Wann werden wir diese Wahrheit endlich genug vor Augen geführt bekommen haben? Und uns für einen Markt entscheiden, in dem wir einerseits der Freiheit als Wirklichkeitsrückgebundenheit alle Recht einräumen, anderseits und an das Gemeinwohl nicht erst dann erinnern, wenn Geldmagnaten genug Millionen eingesackt haben, um dann den Rest, die Rettung der ausgehöhlten Leichen, an das Volk zurückzuschmeißen? Freier Markt existiert in diesen heutigen Bedingungen nur für die Dummen, die Kleinen, die Doofen. Die mit allem ihrem Herz ein Unternehmen aufbauen, volles persönliches Risiko nehmen, und den Staat tragen. Moralisch wie wirtschaftlich. Passiert ihnen ein Mißgeschick, machen sie Fehler (ja, auch das soll es bei Menschen geben!), ist ihre Existenz gerettet. 

Anders bei Großunternehmen. Hier verhandeln Nadelbestreifte mit Nadelbestreiften, und wandern hunderte Millionen über den Tisch, und keiner hat einen persönlichen Nachteil, dafür alle einen persönlichen Vorteil. Und hilft alles nix - Pech für die Steuerzahler. Dann war es "Schicksal", oder "die Wirtschaftskrise", oder "der Markt".
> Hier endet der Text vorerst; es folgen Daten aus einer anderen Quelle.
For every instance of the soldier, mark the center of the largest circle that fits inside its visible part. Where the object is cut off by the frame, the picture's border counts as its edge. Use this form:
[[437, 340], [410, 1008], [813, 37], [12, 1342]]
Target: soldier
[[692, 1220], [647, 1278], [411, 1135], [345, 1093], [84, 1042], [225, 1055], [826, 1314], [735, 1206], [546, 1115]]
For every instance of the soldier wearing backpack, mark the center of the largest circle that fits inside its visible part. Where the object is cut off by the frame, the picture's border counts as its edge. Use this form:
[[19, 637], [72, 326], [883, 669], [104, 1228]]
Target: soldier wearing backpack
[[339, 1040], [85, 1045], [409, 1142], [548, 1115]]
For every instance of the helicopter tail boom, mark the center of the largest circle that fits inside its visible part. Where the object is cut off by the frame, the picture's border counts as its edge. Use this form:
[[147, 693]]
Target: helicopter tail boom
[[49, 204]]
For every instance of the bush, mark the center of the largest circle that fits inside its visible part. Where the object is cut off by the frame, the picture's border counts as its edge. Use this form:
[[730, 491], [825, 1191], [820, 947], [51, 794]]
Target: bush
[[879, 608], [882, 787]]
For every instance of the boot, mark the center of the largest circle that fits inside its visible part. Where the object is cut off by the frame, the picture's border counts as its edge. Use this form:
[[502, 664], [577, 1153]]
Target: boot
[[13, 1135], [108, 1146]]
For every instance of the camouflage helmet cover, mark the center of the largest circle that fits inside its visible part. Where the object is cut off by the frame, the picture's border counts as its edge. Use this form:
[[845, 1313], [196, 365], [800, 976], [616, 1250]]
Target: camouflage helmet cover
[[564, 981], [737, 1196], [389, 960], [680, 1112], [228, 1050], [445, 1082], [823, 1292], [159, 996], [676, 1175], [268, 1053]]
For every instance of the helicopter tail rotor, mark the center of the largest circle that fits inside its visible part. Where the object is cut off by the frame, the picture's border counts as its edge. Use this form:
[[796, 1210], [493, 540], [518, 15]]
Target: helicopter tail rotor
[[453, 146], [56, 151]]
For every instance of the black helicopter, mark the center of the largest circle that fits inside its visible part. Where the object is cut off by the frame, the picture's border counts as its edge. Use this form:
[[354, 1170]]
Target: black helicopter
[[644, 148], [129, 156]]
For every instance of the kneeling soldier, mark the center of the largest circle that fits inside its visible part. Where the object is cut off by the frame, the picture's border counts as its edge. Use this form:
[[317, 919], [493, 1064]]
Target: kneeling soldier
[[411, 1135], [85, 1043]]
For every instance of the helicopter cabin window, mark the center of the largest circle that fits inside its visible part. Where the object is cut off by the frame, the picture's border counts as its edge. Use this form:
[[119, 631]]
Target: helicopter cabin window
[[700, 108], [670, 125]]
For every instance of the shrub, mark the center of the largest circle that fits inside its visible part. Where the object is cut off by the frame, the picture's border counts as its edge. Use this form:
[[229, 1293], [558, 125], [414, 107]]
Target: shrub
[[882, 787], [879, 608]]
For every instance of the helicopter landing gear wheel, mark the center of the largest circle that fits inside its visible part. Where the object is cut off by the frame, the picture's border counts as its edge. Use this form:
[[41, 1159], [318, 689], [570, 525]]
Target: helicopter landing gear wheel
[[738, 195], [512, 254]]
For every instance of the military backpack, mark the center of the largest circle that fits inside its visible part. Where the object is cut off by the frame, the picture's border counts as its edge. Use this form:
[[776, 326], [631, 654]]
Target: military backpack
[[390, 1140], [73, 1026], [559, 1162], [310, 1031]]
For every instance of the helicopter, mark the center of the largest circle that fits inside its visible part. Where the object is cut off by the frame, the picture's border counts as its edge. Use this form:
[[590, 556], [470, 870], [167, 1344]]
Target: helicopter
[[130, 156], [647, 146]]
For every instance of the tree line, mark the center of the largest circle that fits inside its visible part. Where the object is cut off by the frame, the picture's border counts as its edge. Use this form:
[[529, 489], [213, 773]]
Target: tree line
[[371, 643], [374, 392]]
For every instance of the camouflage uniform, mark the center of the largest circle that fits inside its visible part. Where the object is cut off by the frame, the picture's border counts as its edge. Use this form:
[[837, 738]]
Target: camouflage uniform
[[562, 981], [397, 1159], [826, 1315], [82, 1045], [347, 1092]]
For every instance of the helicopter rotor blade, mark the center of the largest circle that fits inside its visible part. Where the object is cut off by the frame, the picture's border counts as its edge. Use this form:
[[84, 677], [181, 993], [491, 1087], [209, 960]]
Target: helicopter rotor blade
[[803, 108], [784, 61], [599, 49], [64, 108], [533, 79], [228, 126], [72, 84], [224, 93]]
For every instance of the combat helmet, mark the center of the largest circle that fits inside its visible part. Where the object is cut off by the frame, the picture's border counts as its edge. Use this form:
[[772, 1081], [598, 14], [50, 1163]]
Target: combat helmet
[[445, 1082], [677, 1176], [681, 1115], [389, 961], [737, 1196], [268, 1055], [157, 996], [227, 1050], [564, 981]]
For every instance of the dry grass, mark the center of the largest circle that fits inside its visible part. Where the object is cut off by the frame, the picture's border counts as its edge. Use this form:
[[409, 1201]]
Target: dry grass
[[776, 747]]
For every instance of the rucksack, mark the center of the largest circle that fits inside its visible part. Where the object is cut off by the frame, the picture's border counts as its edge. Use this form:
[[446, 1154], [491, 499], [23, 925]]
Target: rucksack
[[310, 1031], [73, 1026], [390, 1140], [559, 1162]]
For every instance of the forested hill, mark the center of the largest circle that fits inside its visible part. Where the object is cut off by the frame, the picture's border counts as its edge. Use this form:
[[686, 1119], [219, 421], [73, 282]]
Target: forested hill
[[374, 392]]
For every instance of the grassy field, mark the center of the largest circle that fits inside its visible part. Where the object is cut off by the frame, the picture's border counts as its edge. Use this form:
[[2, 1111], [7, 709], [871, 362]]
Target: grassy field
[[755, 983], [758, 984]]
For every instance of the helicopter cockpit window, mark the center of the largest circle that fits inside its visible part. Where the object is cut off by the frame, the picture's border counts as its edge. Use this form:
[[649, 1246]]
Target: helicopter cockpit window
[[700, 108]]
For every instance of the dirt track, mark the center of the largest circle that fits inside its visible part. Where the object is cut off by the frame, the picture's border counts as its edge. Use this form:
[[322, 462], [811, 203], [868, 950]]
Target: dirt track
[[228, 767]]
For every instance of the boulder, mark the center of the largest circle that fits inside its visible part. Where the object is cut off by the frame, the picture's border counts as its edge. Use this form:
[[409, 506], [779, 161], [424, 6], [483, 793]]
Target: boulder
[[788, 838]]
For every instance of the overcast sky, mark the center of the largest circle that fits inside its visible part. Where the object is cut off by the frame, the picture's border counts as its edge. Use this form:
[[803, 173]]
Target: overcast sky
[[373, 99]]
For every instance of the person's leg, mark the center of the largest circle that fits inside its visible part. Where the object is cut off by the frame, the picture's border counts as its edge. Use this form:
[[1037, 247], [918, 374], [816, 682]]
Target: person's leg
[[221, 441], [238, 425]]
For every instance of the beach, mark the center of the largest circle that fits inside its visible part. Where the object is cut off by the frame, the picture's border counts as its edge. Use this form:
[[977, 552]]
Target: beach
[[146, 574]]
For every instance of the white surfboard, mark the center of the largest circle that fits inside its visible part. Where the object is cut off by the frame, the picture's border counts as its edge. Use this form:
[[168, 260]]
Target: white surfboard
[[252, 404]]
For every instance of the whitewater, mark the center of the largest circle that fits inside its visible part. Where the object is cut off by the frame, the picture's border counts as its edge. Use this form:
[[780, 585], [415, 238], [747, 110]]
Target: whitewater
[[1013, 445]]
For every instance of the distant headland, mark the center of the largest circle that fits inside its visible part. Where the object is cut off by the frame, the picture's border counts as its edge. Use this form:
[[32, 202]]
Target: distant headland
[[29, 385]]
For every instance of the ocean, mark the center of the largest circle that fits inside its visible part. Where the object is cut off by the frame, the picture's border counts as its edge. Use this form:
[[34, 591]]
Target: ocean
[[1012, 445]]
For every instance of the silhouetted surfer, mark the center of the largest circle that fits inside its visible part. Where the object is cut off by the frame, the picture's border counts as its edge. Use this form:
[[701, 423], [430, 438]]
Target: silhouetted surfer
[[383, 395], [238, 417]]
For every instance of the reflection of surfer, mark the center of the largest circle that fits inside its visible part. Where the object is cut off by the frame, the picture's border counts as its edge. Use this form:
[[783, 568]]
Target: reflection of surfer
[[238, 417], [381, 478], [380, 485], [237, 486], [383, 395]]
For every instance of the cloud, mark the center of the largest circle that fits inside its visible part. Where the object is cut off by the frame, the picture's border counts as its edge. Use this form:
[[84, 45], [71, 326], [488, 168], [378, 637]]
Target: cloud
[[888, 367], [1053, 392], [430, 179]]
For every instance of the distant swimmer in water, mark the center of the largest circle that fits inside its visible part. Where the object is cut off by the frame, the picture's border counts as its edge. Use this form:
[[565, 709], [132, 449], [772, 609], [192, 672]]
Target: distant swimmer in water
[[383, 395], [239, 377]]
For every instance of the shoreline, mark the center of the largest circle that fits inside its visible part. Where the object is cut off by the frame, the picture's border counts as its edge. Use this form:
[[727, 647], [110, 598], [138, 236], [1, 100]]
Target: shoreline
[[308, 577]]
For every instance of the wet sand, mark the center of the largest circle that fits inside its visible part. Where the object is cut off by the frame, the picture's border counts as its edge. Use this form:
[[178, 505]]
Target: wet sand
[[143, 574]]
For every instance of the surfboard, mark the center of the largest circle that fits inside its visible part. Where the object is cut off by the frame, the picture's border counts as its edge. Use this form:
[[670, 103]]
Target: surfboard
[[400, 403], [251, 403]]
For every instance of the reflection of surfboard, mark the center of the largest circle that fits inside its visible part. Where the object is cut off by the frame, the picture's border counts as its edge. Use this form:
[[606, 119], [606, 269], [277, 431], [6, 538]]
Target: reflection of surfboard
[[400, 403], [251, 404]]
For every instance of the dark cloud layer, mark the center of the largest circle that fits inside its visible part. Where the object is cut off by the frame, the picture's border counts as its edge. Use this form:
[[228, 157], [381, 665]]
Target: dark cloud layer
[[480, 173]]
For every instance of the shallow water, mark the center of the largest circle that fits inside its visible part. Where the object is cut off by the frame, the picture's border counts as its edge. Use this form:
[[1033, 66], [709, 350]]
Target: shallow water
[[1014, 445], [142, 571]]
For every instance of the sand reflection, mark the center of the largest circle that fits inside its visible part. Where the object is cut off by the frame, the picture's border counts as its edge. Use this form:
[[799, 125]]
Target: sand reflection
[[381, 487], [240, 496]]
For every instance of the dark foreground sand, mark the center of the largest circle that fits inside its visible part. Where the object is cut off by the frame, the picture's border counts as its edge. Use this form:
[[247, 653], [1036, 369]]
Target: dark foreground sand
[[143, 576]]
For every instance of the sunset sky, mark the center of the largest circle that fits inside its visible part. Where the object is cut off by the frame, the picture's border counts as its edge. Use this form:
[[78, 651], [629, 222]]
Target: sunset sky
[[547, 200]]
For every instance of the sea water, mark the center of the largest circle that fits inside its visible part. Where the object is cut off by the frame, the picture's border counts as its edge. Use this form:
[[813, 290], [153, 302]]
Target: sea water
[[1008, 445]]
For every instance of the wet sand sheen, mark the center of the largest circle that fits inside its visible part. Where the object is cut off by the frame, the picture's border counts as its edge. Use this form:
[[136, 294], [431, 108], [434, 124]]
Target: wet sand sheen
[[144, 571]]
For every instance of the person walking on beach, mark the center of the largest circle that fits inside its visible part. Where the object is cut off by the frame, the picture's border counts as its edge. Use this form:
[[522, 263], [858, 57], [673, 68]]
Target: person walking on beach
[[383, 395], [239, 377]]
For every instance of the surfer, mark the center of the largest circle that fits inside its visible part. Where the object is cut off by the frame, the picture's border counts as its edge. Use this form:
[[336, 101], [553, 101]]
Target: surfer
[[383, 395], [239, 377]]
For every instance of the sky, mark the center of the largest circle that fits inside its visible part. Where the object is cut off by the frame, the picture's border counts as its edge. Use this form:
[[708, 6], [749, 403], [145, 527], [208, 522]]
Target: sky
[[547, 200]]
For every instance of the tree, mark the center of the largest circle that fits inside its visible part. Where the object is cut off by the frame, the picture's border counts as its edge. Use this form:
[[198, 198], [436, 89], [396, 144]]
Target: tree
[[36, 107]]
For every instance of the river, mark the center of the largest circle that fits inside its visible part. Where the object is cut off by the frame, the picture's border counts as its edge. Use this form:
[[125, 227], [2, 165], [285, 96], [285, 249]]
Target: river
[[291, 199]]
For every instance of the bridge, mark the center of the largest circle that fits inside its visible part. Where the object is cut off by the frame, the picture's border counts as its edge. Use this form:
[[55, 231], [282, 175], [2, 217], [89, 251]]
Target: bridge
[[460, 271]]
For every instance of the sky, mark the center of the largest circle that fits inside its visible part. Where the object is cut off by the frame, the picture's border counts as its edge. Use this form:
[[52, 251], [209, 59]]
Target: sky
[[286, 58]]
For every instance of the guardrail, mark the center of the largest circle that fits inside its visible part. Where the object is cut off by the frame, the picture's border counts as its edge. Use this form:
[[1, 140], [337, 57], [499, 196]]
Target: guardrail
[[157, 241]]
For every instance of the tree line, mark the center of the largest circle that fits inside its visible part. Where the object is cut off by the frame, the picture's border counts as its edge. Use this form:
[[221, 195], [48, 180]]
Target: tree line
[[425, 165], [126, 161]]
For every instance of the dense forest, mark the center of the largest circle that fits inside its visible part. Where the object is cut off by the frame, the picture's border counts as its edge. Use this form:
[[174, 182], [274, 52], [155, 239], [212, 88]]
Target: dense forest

Das nennt man dann in Sonntagsreden "Kapitalismus" - als den sichersten Weg zu allgemeinem Wohlstand. Es ist aber eine Schändung des Wortes "Freiheit". Und eine Beleidigung für jeden freien Unternehmer, den die Zinsen, die Steuern, die Abgaben, die Regelungen erwürgen, weil nur er sie tragen kann und muß. Es ist die Ausrede einer Clique von Schmarotzern, denen ebensolche Charakterlose auf der Politikseite gegenüberstehen und die sich alle "Elite" nennen. Auch den Begriff haben sie also gestohlen.